To begin with, whether or not respondent actually conspired with Aclan and Ona need not be fully resolved during the preliminary investigation. The absence or presence of conspiracy is factual in nature and involves evidentiary matters. The same is better left ventilated before the trial court during trial, where the parties can adduce evidence to prove or disprove its presence.
Preliminary investigation is executive in character. It does not contemplate a judicial function. It is essentially an inquisitorial proceeding, and often, the only means of ascertaining who may be reasonably charged with a crime. Prosecutor’s control and direct the prosecution of criminal offenses, including the conduct of preliminary investigation, subject to review by the Secretary of Justice. The duty of the Court in appropriate cases is merely to determine whether the executive determination was done without or in excess of jurisdiction or with grave abuse of discretion. Resolutions of the Secretary of Justice are not subject to review unless made with grave abuse.

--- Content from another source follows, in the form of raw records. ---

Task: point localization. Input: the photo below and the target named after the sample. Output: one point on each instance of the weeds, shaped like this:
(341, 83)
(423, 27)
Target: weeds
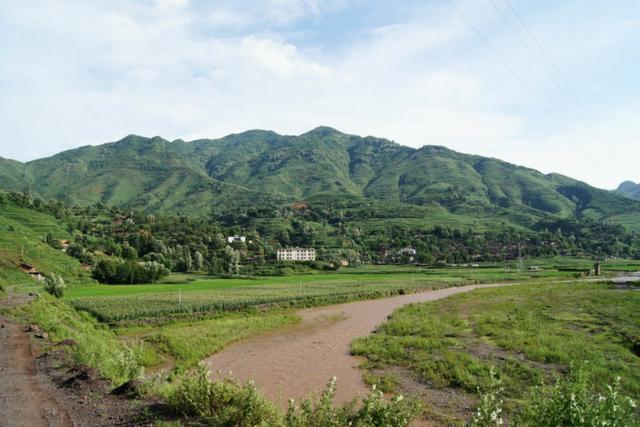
(227, 403)
(54, 284)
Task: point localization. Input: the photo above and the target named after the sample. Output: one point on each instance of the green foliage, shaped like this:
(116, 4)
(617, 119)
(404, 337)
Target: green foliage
(21, 240)
(629, 189)
(221, 402)
(489, 411)
(261, 166)
(54, 284)
(372, 411)
(172, 301)
(118, 271)
(573, 402)
(227, 403)
(95, 346)
(526, 332)
(191, 341)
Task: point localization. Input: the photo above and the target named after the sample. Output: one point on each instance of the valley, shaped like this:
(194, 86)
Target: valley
(165, 299)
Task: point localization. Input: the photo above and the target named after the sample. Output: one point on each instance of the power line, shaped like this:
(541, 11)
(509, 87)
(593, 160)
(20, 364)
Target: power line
(506, 64)
(543, 67)
(553, 64)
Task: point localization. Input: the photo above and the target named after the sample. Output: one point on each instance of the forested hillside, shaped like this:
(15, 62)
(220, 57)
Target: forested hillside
(629, 189)
(261, 169)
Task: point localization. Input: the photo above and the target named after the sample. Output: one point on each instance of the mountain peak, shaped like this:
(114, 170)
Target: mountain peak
(629, 189)
(322, 131)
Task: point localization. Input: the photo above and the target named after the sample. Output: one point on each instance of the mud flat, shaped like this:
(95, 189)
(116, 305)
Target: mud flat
(298, 361)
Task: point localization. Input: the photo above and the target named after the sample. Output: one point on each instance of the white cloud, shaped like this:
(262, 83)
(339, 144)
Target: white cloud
(102, 70)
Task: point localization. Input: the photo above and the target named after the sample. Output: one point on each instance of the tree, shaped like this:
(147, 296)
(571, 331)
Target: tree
(54, 285)
(198, 261)
(231, 260)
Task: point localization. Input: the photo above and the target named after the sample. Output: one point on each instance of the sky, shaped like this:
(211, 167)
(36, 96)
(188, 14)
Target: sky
(547, 84)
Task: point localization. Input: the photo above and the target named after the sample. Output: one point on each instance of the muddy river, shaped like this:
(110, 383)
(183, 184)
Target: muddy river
(297, 361)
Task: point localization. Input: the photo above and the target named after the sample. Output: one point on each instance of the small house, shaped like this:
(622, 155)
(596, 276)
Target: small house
(296, 254)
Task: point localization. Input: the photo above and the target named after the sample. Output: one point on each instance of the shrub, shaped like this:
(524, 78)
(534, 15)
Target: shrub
(54, 284)
(489, 409)
(373, 411)
(570, 402)
(226, 403)
(119, 271)
(221, 402)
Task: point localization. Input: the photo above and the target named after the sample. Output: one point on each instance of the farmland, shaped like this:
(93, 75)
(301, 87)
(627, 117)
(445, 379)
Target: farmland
(201, 294)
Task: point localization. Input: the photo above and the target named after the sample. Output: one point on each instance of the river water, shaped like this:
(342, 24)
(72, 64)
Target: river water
(298, 361)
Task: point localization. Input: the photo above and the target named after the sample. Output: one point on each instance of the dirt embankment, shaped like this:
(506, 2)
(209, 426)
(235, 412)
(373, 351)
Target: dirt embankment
(40, 387)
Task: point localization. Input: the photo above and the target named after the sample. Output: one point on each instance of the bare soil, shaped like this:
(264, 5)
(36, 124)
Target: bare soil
(39, 386)
(299, 361)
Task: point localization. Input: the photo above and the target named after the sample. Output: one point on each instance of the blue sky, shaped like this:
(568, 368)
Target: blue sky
(78, 72)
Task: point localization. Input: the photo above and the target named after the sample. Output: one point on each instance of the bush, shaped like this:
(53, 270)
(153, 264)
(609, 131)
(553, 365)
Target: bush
(373, 411)
(221, 402)
(128, 272)
(54, 285)
(570, 402)
(489, 409)
(226, 403)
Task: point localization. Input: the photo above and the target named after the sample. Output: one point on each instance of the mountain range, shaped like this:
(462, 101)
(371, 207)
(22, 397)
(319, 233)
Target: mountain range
(195, 177)
(629, 189)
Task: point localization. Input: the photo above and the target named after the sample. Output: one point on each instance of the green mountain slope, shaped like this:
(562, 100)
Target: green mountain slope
(22, 232)
(261, 167)
(629, 189)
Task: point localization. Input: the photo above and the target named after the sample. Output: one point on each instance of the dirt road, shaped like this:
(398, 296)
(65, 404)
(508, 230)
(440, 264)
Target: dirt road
(24, 399)
(298, 361)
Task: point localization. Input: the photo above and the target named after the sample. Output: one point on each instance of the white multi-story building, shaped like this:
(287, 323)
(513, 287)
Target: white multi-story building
(296, 254)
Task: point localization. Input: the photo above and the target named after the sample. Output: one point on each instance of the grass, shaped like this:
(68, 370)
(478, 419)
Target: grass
(94, 346)
(529, 332)
(189, 342)
(21, 233)
(202, 294)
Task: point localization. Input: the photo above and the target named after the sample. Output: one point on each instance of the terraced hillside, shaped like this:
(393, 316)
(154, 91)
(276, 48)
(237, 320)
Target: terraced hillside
(259, 168)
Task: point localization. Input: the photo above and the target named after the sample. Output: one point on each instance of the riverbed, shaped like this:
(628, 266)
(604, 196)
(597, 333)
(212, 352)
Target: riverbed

After a careful evaluation of the entire evidence on record, SC found no such grave abuse when the Secretary of Justice found probable cause to charge the respondent with murder in conspiracy with Aclan and Ona. SC cited the facts and circumstances established during preliminary investigation as bases to incite reasonable belief in respondent’s guilt: a) Motive – respondent had credible reason to have Engr. Tria killed because of the impending criminal prosecution for estafa from her double sale of his lot prior to his death, judging from the strong interest of Engr. Tria’s family to run after said property and/or proceeds of the second sale to a third party; (b) Access – respondent was close to Engr. Tria’s family and familiar with his work schedule, daily routine and other transactions which could facilitate in the commission of the crime eventually carried out by a hired gunmen, one of whom (Aclan) she and her father categorically admitted being in her company while she visited Engr. Tria hours before the latter was fatally shot at the airport; (c) Suspicious Behavior — respondent while declaring such close personal relationship with Engr. Tria and even his family, failed to give any satisfactory explanation why she reacted indifferently to the violent killing of her friend while they conversed and shook hands at the airport. Indeed, a relative or a friend would not just stand by and walk away from the place as if nothing happened, as what she did, nor refuse to volunteer information that would help the authorities investigating the crime, considering that she is a vital eyewitness. Not even a call for help to the people to bring her friend quickly to the hospital. She would not even dare go near Engr. Tria’s body to check if the latter was still alive.
All the foregoing circumstances and from the point of view of an ordinary person, lead to a reasonable inference of respondent’s probable participation in the well-planned assassination of Engr. Tria. SC therefore held that the OP in reversing the DOJ Secretary’s ruling, and the CA in affirming the same, both committed grave abuse of discretion. Clearly, the OP and CA arbitrarily disregarded facts on record which established probable cause against the respondent.
WHEREFORE, premises considered, the petition is hereby GRANTED. The Decision dated August 14, 2006 and Resolution dated December 11, 2006 of the Court of Appeals in CA-G.R. SP No. 86210 are REVERSED and SET ASIDE. The January 25, 2000 Resolution of then Justice Secretary Serafin Cuevas modifying the July 2, 1999 resolution of the Provincial Prosecutor of Camarines Sur and directing the latter to include respondent in the information for murder filed against Aclan and Ona is hereby REINSTATED and UPHELD.